Last week, the US and South Korean navies participated in provocative military drills in the Sea of Japan that were aimed at demonstrating a show of force in the wake of the North’s recent nuclear tests.
Pyongyang has described the exercises as "advance preparation for mounting a preemptive attack," and has warned of extensive nuclear strikes if an attack is launched on its soil.
"If the aggressors and provocateurs dare mount a preemptive attack on the DPRK [Democratic People’s Republic of Korea], they will not be able to escape a merciless, nuclear retaliatory strike of justice," North Korean daily Rodong Sinmun said, according to the International Business Times.
US and South Korean vessels have never operated this close to the North Korean coast.
Seoul plans to conduct a number of joint exercises in the coming weeks. In November, South Korea, the United Kingdom, and the United States will participate in Invincible Shield air drills.
"The 'Invincible Shield' drill is aimed at improving the allies’ capabilities of attacking North Korea’s major military and leadership facilities (if provoked) but also intercepting incoming fighters from the North," a spokesman for the South Korean Air Force said last week, according to Yonhap news agency.
Seoul and Washington are also conducting a bilateral drill in Alaska through October 21 that will involve the aircraft carrier USS Ronald Reagan.
North Korea has conducted a number of nuclear and ballistic missile tests over the last year. On September 9, Pyongyang detonated a miniaturized nuclear bomb, raising the stakes on the Korean peninsula and marking a major step forward in the North’s ability to launch a nuclear attack.

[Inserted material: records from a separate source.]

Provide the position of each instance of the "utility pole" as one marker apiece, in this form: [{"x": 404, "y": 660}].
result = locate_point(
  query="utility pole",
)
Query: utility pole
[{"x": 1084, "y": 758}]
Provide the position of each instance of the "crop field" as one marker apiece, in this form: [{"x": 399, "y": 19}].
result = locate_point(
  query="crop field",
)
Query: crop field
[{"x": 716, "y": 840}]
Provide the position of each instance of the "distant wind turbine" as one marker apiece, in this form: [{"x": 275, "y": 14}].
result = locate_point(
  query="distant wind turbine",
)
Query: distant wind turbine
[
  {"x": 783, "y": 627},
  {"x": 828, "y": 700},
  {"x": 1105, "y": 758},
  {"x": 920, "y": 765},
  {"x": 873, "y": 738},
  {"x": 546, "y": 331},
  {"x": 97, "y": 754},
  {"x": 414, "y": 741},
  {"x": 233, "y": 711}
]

These tests have resulted in harsh new sanctions from the United Nations and criticism from a number of countries, including Pyongyang’s allies.
The South has taken these developments as an opportunity to boost its defensive capabilities. Seoul and Washington have formalized an agreement to install a Terminal High Altitude Area Defense (THAAD) missile system on the peninsula, despite objections from both China and Russia that the system could be used offensively and place their own national security at risk.
Earlier this week, Kim Young Hoo of the Korea Defense Industry Association (KDIA) said that South Korean defense firms should work more closely with American counterparts to develop "mutually beneficial" technologies.
"We are looking for a cooperation model from the US, since we have a [requirement] for high tech capabilities," he told Defense News.
"We’ve been very cooperative with the US defense industry. But there are more opportunities. We can grow together, achieving a mutual interest."